At first glance it could appear that Peter is requiring water baptism for the forgiveness of sins, but this would contradict numerous texts that speak of salvation by God’s grace alone. Even in chapter 3, in his very next sermon, Peter speaks of repentance without requiring baptism (v. 19). Probably, verse 38 forms a chiasm (A. B. B. A.), in which repentance is linked with forgiveness and baptism with the name of Jesus. “The gift of the Holy Spirit” does not refer to a specific spiritual gift, as in Paul’s lists of charisms (teaching, prophecy, giving, etc.). Instead it employs an appositional genitive—the gift “which is” the Spirit himself. As in verse 22, Peter again stresses that his offer is for everyone—“for you and your children” (v. 39)—both the current Jewish generation and their offspring—as well as to “all who are far off”—presumably implying Gentiles as well as Jews.
Communal Sharing (2:42-47)
The final paragraph of Acts 2 depicts the initial organization of those who responded to Peter’s invitation and joined the 120 (vv. 42-47).
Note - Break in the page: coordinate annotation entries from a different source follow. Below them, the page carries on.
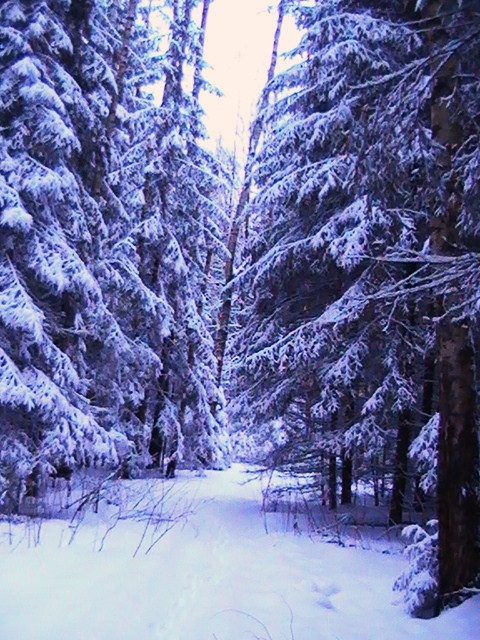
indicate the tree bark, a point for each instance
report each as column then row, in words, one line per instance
column 401, row 467
column 458, row 509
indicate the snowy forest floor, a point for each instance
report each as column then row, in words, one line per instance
column 190, row 559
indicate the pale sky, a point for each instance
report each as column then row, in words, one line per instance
column 238, row 47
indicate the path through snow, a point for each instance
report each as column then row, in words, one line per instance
column 216, row 575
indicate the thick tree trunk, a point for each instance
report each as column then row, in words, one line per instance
column 458, row 509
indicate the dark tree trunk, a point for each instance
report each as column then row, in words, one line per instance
column 401, row 468
column 458, row 508
column 427, row 412
column 347, row 473
column 332, row 482
column 255, row 133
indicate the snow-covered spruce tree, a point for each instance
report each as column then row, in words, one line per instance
column 171, row 185
column 454, row 47
column 50, row 302
column 321, row 216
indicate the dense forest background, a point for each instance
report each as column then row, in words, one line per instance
column 322, row 315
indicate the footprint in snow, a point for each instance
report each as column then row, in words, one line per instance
column 325, row 591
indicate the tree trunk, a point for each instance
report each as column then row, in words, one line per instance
column 401, row 465
column 458, row 509
column 427, row 412
column 255, row 133
column 121, row 69
column 347, row 473
column 332, row 482
column 347, row 459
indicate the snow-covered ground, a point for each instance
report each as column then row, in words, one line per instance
column 216, row 574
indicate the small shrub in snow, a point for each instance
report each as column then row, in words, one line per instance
column 419, row 582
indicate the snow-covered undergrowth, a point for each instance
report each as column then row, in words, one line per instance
column 190, row 560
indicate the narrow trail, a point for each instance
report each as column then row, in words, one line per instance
column 216, row 576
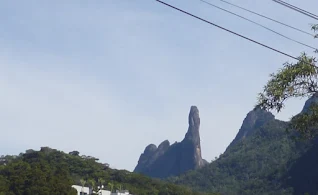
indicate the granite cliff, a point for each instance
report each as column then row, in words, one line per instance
column 172, row 160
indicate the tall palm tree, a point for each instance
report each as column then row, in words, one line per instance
column 93, row 184
column 111, row 186
column 83, row 182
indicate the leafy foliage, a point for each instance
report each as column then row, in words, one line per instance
column 258, row 164
column 49, row 171
column 294, row 80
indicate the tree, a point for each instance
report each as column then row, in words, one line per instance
column 111, row 186
column 83, row 182
column 294, row 80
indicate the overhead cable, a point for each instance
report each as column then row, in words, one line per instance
column 210, row 4
column 263, row 16
column 314, row 16
column 232, row 32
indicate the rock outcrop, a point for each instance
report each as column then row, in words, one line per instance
column 253, row 120
column 171, row 160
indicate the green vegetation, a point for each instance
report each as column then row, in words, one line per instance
column 294, row 80
column 49, row 171
column 263, row 163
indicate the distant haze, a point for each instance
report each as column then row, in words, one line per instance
column 108, row 78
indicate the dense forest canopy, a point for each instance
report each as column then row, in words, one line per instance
column 50, row 171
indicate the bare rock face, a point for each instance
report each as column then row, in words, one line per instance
column 171, row 160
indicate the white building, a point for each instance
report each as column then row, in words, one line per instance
column 122, row 192
column 82, row 190
column 87, row 191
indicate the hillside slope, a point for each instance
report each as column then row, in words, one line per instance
column 171, row 160
column 263, row 159
column 49, row 171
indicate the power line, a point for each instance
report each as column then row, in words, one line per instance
column 297, row 9
column 283, row 2
column 210, row 4
column 237, row 34
column 263, row 16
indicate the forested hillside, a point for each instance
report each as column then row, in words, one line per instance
column 49, row 171
column 263, row 159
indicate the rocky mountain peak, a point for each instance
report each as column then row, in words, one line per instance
column 312, row 99
column 253, row 120
column 170, row 160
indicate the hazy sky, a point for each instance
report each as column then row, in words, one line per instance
column 109, row 77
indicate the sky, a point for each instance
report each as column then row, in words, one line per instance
column 107, row 78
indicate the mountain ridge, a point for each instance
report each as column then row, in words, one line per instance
column 171, row 160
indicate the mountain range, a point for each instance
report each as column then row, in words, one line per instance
column 263, row 158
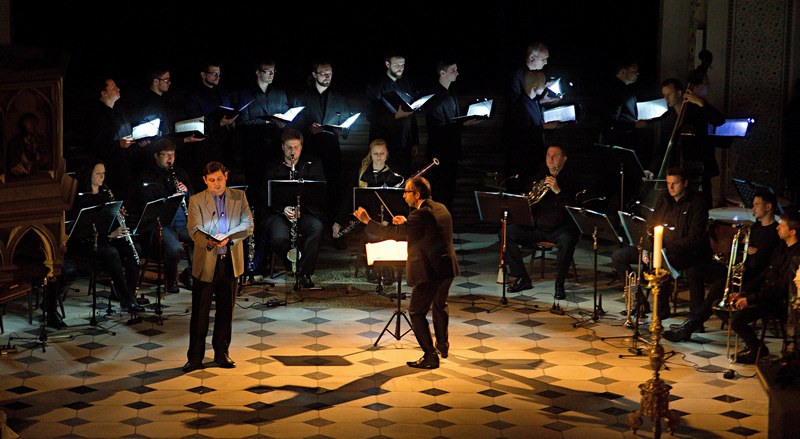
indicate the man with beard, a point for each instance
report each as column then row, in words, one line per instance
column 399, row 129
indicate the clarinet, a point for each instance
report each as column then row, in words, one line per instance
column 177, row 189
column 121, row 221
column 293, row 255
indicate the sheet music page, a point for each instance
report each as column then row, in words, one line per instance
column 560, row 114
column 290, row 114
column 196, row 124
column 147, row 129
column 389, row 250
column 651, row 109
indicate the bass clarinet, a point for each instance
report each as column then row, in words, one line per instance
column 353, row 224
column 178, row 189
column 121, row 221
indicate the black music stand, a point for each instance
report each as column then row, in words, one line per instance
column 598, row 226
column 382, row 204
column 629, row 165
column 502, row 207
column 282, row 193
column 90, row 223
column 397, row 264
column 157, row 213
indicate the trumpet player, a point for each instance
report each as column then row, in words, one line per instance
column 161, row 179
column 551, row 222
column 767, row 294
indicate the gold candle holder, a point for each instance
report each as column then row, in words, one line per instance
column 655, row 392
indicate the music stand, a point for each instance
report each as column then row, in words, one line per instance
column 282, row 193
column 501, row 207
column 629, row 164
column 377, row 256
column 598, row 226
column 90, row 223
column 156, row 213
column 381, row 203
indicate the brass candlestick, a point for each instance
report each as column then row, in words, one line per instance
column 655, row 392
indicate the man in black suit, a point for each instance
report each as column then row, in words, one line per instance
column 430, row 268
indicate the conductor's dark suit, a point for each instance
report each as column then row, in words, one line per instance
column 430, row 268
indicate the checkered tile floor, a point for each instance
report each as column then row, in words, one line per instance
column 514, row 371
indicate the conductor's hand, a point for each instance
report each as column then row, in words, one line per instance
column 362, row 215
column 552, row 183
column 288, row 212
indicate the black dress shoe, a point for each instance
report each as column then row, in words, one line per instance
column 521, row 284
column 55, row 322
column 443, row 348
column 186, row 279
column 425, row 362
column 224, row 361
column 305, row 281
column 683, row 332
column 189, row 367
column 560, row 294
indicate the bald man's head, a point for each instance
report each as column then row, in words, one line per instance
column 535, row 82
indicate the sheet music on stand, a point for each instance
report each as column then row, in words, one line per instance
column 587, row 219
column 368, row 198
column 634, row 227
column 748, row 189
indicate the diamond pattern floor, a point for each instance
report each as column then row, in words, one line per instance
column 514, row 371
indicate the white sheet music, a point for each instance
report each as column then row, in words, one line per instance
column 564, row 113
column 651, row 109
column 147, row 129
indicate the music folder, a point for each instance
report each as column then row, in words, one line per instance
column 399, row 99
column 146, row 129
column 227, row 112
column 286, row 117
column 479, row 110
column 195, row 126
column 651, row 109
column 344, row 125
column 162, row 209
column 101, row 217
column 565, row 113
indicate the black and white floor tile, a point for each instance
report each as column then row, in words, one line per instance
column 514, row 370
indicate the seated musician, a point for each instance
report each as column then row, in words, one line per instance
column 114, row 253
column 279, row 220
column 767, row 294
column 763, row 235
column 374, row 172
column 687, row 247
column 160, row 180
column 551, row 222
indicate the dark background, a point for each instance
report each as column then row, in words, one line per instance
column 124, row 38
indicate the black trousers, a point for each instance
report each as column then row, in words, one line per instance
column 428, row 295
column 222, row 289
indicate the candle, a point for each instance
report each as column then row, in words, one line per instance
column 658, row 239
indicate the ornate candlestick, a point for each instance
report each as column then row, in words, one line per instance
column 655, row 392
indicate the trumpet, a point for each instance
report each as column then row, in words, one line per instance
column 631, row 288
column 538, row 190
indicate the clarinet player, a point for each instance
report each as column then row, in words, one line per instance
column 161, row 179
column 285, row 231
column 223, row 213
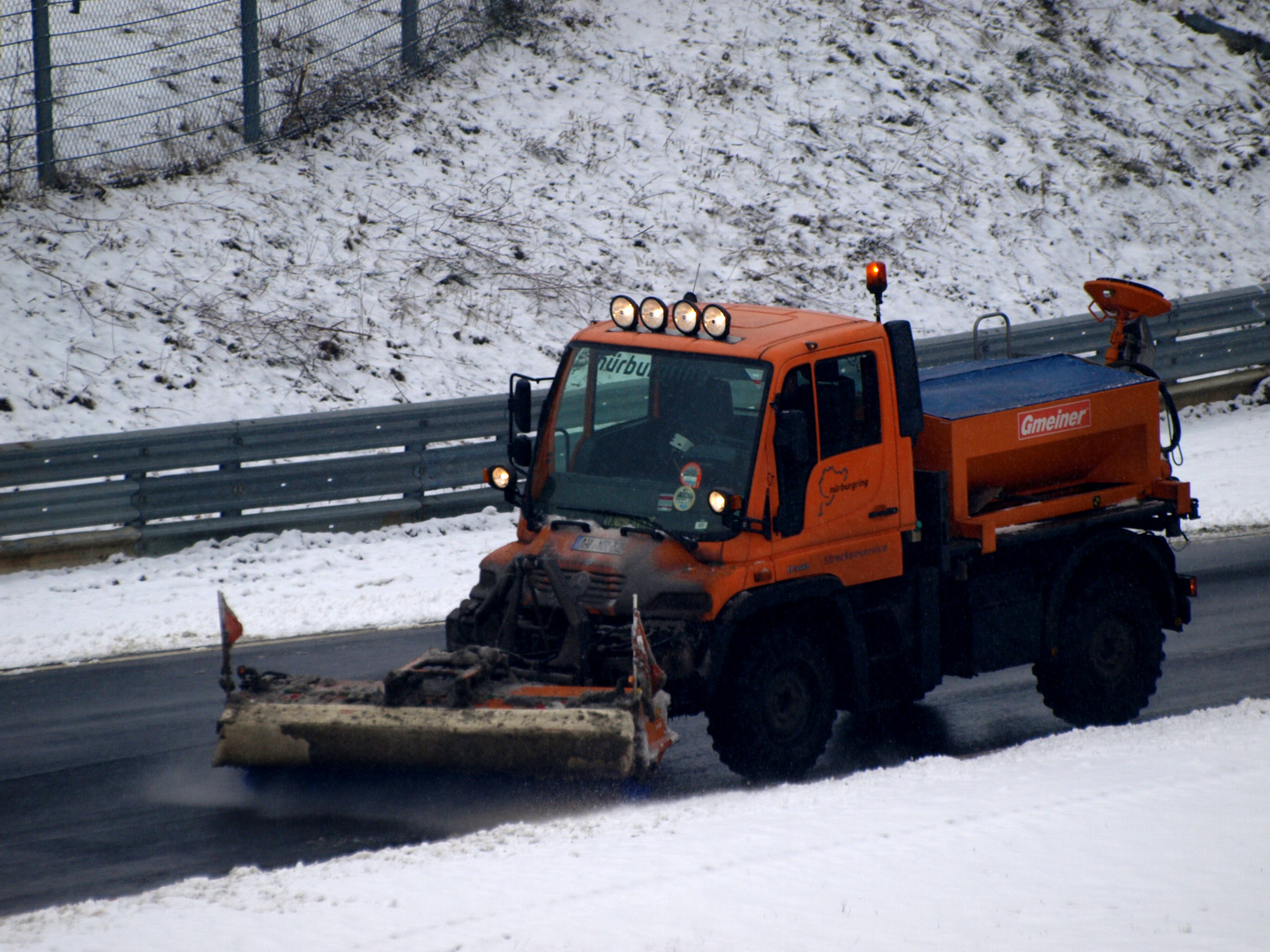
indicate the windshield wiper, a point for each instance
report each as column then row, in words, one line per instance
column 651, row 527
column 654, row 528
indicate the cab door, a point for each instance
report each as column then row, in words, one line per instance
column 850, row 509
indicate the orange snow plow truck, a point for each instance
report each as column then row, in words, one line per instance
column 768, row 516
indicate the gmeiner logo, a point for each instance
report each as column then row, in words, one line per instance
column 1054, row 419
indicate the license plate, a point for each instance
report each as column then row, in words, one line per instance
column 594, row 544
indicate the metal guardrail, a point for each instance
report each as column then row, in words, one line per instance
column 158, row 490
column 163, row 489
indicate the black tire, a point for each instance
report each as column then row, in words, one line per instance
column 773, row 711
column 1110, row 648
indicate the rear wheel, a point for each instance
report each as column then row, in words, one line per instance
column 1106, row 661
column 773, row 711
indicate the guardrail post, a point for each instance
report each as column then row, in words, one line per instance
column 138, row 498
column 250, row 43
column 410, row 36
column 230, row 466
column 43, row 65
Verse 42 is regularly cited as the earliest description of four central elements in Christian worship, which should characterize the church as it gathers in any time and place: preaching or teaching God’s word, fellowship, the Lord’s Supper (Communion or the Eucharist) and prayer. Fellowship is then further unpacked in verses 43-47 as far more than simply small talk over a meal! Rather, it involves communal sharing, particularly of one’s material possessions. The imperfect tenses throughout these verses suggest a process of sharing, not a once-for-all, absolute renunciation of personal goods. This is not the modern system of contemporary communism, which is atheistic and coercive. The disciples pooled their resources out of love for God and one another in an entirely voluntary manner. At the same time, verse 45 does provide the foundation for the first half of Marx’s famous manifesto—“to each according to his need.” The other half will also appear in Acts—in 11:29 (see below, p. 46).
God’s people should share with the poor and needy in their midst! Nor does this paragraph permit the interpretation that these practices were a mistake (based on the idea that the church’s later poverty could have been avoided had it not given its money away). Luke, as narrator, makes clear that God approves of this scheme by concluding the passage stressing that God “added to their numbers daily those who were being saved.”